Coyles of Muick
- Location of Coyles of Muick.
- Grid reference: grid reference NO327913
- Interest: Biological (Calaminarian grassland)
- Area: 134.18 hectares (331.6 acres)

= Coyles of Muick =

Scottish conservation area

Coyles of Muick is a Site of Special Scientific Interest (SSSI) and Special Area of Conservation (SAC) located south-east of Ballater in the Deeside area of Aberdeenshire, Scotland. The site is of international importance for its unique vegetation growing on serpentine rock.

==Description==
The site covers a conical hill rising to an altitude of approximately 600 metres.
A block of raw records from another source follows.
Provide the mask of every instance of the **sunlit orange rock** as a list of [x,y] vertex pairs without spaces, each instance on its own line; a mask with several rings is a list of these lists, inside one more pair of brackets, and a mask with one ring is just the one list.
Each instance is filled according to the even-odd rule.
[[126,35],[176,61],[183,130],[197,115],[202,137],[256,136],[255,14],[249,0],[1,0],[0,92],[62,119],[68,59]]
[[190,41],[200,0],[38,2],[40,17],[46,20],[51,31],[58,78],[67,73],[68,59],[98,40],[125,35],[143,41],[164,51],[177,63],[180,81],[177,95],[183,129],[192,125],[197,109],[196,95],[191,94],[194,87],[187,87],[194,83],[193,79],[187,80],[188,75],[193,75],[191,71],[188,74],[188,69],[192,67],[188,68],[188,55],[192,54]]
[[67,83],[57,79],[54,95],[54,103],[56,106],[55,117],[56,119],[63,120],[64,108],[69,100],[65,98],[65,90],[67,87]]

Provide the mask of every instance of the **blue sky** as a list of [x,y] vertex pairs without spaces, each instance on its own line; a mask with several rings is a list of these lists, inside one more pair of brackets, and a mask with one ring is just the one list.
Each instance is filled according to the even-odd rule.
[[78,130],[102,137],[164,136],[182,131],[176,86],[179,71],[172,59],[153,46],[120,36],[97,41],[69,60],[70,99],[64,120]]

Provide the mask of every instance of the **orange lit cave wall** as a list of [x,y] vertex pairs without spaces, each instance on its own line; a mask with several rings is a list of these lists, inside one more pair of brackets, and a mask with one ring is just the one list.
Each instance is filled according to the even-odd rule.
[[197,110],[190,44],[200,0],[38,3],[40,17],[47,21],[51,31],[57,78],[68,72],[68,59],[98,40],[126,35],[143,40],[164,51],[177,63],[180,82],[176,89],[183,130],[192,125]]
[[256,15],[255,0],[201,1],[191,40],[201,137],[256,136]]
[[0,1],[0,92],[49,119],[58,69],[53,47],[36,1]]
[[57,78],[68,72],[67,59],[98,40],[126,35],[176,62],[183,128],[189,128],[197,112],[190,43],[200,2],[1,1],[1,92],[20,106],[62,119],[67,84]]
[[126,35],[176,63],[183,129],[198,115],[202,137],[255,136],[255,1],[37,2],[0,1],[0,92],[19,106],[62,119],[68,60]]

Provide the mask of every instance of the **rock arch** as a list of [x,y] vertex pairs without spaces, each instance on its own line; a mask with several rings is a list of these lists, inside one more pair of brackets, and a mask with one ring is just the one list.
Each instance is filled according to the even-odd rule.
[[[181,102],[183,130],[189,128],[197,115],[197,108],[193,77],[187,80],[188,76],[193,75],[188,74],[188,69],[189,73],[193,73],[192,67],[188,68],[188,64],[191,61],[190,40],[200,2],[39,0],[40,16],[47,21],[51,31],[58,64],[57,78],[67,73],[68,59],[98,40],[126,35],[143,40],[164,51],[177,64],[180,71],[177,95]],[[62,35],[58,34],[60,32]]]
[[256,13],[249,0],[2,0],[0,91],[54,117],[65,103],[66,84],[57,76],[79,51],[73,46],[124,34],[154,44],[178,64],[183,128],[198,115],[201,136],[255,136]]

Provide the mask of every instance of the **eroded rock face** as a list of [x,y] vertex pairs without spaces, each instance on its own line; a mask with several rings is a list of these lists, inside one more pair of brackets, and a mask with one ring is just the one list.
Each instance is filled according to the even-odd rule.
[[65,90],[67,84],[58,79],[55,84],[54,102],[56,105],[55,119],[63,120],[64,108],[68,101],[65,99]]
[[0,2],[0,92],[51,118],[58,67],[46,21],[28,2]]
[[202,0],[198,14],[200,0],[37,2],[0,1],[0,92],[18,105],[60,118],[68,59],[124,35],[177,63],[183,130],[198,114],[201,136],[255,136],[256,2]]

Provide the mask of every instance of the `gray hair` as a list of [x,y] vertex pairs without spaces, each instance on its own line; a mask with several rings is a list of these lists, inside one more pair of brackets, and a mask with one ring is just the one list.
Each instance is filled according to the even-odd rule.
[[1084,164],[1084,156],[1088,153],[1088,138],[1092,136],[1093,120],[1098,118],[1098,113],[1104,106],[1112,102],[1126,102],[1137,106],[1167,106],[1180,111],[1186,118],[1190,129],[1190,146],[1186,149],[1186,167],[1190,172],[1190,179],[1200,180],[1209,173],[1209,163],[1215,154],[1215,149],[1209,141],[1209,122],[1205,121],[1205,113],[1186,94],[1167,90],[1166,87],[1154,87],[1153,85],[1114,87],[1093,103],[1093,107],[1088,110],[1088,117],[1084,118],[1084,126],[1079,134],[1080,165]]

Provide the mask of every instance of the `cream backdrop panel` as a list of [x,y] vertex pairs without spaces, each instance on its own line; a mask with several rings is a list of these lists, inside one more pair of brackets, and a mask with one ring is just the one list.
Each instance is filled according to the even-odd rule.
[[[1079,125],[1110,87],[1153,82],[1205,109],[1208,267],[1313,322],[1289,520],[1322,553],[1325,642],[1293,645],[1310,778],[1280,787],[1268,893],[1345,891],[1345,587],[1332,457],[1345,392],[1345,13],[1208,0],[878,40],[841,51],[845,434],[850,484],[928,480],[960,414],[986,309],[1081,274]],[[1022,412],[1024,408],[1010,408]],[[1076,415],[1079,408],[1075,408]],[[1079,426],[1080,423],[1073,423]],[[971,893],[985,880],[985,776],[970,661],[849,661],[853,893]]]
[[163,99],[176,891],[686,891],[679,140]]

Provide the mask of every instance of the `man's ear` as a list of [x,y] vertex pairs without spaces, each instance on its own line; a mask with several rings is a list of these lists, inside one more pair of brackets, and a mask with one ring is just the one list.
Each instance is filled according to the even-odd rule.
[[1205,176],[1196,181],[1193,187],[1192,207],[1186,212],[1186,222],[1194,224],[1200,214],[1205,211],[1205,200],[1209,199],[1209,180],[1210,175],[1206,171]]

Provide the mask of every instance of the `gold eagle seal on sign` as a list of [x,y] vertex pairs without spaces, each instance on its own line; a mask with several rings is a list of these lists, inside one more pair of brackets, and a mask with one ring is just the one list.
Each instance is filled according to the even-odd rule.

It is characterized by extensive outcrops of serpentine rock, which creates a chemically distinct soil high in magnesium and heavy metals but low in calcium. This toxicity limits the growth of many common plant species, allowing a specialized "Calaminarian grassland" community to thrive in the open rocky debris.

==Flora==
Coyles of Muick represents the second-largest extent of near-natural serpentine debris in Scotland. Because the serpentine at this location is more calcareous than other Scottish sites, it supports a diverse flora that includes both serpentine-specialists and alpine species. Key species found on the site include:
- Northern rock-cress
- Alpine mouse-ear
- Alpine cinquefoil
- Yellow mountain saxifrage
- Thrift

The lower slopes are dominated by ling heather and transitions into fen and bog habitats.

==Conservation==
The site is monitored by NatureScot. Operations requiring consent from the authorities include changes in grazing regimes, extraction of minerals, and any activities that might disturb the fragile soil layer or specialized plant communities.